Enstrom has worked as a tattoo artist for seven years in a variety of local shops, but it was across the pond that she got bitten by the “tattoo bug.” Originally planning to be an art teacher, Enstrom spent eight weeks student teaching in Ireland, returning shortly after graduating from Indiana University to live there for five years.
“I saw so many people there with full sleeves (of tattoos), beautiful works of art, things I just hadn’t seen before,” Enstrom said.
While working as a mural artist, she was inspired to look into a tattooing apprenticeship, which she found could be cheaper or even free in Indiana.
However, starting out as a female tattoo artist came with a price.
“I’ve been in about seven different shops,” Enstrom said. “And the first several were nightmares. I was definitely the only female in any shop for a long time.”
She dealt with sketchy shop owners, harassment and uncomfortable client situations for years but finally found a good home base in Broad Ripple. Then came her desire to learn more about colorwork and advanced theory elsewhere. Forever Gallery offered Enstrom a temporary spot while she waited for open shop space, but she loved her position in Carmel so much that it became permanent in October 2021.
Finding a home at Forever Gallery Tattoo, located in the Carmel City Center and co-owned by Michael Hockman and Matt Carrel, has made a big difference for both artists.
“I really enjoy connecting with patients, but right now it’s hard to be in healthcare,” Taylor said.
Carrel was a family friend who had encouraged Taylor to get into tattooing, so after the shop’s opening in 2020, she took the leap and started an apprenticeship.
“Now, I’m home at better hours and can spend more time with my family,” Taylor said. “When I do have to work at home, it’s something I can incorporate into family time, like drawing with my daughter.”
For Enstrom, finding a clean and well-designed shop that doesn’t treat her like a receptionist or maid (an attitude she said she often encountered at male-dominated shops) has made Forever Gallery an incredible place to work.
“My parents came into the shop and said, ‘Wow, this is beautiful, we’re so proud of you,’ and that feels really good,” said Enstrom.

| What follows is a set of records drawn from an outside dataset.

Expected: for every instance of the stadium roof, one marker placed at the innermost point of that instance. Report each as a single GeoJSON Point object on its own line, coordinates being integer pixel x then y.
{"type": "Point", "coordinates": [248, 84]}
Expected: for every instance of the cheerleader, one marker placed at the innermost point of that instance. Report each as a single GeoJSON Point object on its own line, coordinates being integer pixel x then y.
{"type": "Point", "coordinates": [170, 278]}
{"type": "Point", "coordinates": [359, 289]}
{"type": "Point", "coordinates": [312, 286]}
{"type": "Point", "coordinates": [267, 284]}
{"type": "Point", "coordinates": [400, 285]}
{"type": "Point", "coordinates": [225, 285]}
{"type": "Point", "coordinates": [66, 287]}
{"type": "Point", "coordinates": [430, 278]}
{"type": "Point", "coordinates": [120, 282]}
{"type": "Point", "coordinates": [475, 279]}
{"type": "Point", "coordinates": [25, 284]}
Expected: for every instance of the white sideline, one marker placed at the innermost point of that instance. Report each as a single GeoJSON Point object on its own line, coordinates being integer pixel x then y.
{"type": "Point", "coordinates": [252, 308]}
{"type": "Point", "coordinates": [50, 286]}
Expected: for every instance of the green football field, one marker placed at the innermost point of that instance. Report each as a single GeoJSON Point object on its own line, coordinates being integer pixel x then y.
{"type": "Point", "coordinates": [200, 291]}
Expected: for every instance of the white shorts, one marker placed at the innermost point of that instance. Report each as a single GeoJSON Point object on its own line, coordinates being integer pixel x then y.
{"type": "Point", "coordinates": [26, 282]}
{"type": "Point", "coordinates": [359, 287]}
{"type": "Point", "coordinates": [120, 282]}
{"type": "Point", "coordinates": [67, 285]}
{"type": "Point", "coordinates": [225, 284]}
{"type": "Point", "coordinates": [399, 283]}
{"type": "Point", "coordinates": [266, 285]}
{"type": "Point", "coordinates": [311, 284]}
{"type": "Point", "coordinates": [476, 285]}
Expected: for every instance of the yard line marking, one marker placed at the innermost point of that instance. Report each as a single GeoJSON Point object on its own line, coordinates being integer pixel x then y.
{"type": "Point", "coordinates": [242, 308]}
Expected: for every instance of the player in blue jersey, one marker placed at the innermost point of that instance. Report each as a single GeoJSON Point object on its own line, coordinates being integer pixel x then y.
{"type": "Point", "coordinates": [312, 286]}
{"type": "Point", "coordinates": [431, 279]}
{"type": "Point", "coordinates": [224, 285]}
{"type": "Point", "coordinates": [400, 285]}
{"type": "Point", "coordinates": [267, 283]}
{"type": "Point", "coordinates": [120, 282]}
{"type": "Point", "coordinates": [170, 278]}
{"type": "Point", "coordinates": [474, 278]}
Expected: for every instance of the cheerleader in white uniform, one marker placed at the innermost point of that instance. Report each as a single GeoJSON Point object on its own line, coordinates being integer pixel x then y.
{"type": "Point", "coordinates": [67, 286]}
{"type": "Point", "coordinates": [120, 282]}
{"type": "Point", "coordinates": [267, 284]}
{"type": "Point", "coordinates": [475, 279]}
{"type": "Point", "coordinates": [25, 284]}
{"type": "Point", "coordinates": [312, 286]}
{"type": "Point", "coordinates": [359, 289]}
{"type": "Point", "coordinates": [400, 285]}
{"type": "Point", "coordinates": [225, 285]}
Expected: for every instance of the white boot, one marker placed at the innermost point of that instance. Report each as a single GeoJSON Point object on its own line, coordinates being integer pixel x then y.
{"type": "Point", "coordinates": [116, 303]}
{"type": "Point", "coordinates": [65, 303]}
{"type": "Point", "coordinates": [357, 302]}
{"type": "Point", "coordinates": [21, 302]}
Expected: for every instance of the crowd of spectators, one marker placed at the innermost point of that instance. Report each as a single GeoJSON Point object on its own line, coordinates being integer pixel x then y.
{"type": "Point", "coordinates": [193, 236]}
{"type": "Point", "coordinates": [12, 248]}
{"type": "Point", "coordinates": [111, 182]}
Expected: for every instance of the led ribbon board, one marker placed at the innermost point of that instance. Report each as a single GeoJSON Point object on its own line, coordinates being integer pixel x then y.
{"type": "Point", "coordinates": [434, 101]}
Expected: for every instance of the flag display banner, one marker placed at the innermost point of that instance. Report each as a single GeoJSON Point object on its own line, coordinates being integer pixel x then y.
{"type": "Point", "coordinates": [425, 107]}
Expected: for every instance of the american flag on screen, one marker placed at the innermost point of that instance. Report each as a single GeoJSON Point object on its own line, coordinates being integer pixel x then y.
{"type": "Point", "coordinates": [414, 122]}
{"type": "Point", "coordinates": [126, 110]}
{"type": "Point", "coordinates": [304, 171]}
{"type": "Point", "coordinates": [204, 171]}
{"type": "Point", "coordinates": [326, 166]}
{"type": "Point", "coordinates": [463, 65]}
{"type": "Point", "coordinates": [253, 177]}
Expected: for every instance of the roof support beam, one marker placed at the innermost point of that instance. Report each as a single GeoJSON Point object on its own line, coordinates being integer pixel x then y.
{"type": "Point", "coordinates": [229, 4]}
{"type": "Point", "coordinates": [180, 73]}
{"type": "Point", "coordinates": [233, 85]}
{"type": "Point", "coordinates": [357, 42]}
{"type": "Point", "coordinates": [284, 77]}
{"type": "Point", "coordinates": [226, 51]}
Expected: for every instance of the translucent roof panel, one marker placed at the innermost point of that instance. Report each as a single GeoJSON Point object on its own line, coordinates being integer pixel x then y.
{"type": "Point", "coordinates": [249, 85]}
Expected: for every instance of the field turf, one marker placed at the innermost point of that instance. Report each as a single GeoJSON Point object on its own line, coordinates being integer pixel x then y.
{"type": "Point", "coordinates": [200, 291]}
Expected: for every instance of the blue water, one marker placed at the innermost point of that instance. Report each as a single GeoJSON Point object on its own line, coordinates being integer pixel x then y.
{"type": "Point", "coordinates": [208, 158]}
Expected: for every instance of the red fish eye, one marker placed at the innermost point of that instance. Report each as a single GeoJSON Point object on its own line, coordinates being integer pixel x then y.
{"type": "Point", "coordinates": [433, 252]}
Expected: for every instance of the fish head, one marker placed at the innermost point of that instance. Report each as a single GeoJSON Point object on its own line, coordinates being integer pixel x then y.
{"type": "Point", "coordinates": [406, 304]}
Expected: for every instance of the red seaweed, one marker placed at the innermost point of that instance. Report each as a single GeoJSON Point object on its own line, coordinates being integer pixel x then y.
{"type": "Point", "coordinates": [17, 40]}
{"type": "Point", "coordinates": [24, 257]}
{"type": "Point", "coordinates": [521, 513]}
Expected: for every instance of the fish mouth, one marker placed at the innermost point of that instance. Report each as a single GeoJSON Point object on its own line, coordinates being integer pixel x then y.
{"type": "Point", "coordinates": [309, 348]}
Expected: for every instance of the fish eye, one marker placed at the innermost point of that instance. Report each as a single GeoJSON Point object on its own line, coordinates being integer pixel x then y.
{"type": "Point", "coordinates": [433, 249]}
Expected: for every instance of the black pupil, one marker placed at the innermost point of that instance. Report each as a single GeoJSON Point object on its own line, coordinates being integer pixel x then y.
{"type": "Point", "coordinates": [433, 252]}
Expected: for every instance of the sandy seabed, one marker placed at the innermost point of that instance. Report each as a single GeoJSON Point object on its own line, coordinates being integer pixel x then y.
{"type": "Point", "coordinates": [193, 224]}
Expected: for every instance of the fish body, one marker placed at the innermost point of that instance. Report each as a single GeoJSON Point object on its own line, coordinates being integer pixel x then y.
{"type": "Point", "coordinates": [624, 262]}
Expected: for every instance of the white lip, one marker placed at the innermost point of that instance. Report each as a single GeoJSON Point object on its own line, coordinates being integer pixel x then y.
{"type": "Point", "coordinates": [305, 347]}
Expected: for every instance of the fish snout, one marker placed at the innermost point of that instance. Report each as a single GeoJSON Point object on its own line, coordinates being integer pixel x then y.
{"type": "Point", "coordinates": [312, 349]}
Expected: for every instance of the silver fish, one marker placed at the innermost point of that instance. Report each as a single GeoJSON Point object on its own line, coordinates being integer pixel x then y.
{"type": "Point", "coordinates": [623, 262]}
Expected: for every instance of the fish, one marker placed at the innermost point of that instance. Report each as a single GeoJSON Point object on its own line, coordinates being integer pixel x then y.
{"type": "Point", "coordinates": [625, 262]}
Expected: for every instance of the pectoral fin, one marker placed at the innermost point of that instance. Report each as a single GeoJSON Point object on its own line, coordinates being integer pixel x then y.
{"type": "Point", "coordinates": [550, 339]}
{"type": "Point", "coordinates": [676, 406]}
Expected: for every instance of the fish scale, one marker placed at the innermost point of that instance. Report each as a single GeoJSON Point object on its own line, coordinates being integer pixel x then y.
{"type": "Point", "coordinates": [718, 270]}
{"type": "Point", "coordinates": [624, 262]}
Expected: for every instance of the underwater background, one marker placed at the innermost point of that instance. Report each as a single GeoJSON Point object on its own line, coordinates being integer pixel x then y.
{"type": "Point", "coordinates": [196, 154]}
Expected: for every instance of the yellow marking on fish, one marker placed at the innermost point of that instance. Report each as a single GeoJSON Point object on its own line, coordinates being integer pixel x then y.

Now, Carmel women looking to be tattooed can always find a friendly female face at Forever Gallery.
“I like being a safe space for women,” Enstrom said.
Learn more at 4evergallery.com.
Becoming a tattoo artist
If you’re looking to become a tattoo artist, Kayla Taylor has some simple advice: “Just do it! Don’t feed into the ‘what ifs’ because if you want it, it can happen.”
Grace Enstrom has recommendations of her own.
“For someone trying to get into the industry, go and get tattooed by good artists as much as you can,” she said. “If you find a place you really love, go hang out there and offer to do assistance work — that’s the easiest way to get in.”
Although the job isn’t always easy, Taylor and Enstrom are passionate about their work.
“One of my favorite things is when somebody comes to me and says, ‘I hate this thing about my body and I want something beautiful there instead,’” Enstrom said. “Especially for people with anxiety, depression or body dysmorphia, tattooing can be really therapeutic.”